The CSTB developed a fungal biodetector to safeguard the health of users and the quality of buildings. This monitoring detector is both unobtrusive and effective. It detects mold growth at a very early stage, even when recent or hidden. A asset making it possible to take action as soon as possible, mitigate sanitary hazards related to indoor airborne contaminants, and prevent damage to cultural heritage.
Challenges: improve hygiene in living spaces and conserve cultural heritage
In France, more than a third of the housing stock is affected by mold growth, which causes a diverse range of illnesses, especially respiratory conditions. Only 10% of this contamination is visible. Most residents are unknowingly exposed to these harmful contaminants. For example, more than 7 million people living in France are allergic to them.
Other places, such as schools, hospitals, retirement homes and offices, are also affected.
A survey conducted by École du Louvre Junior Conseil shows that a quarter of historical monuments and about half of national collections are infested.

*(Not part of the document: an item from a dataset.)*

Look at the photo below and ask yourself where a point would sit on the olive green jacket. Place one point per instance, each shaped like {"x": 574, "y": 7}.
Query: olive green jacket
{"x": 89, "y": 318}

Fungal biodetector: a groundbreaking solution
More than 10 years of research in environmental microbiology enabled the CSTB to develop an innovative solution. The biodetector identifies the presence of mold in a building at an early stage and signals an alert.
How? The CSTB learned how to take advantage of the volatile organic compounds (VOCs) which fungi release during their development. This biologically inspired approach enabled the development of a Fungal Contamination Index (FCI) based on the detection of VOCs. The CSTB is now offering a connected monitoring detector incorporating this index.
A solution available to professionals and individuals
Once installed, the biodetector analyses data collected in real time to provide early warning of fungal growth.
Action can then be taken quickly to stop proliferation of mold and correct any hygrothermal issues promoting microbial growth.
With the CSTB fungal biodetector, housing stock administrators, cultural heritage curators and residents can prevent health hazards and damage to cultural heritage.
Widely tested in many environments (homes, museums, châteaux, archives, libraries and painted caves), this device received the Innovative Environmental Techniques Award at Pollutec 2014.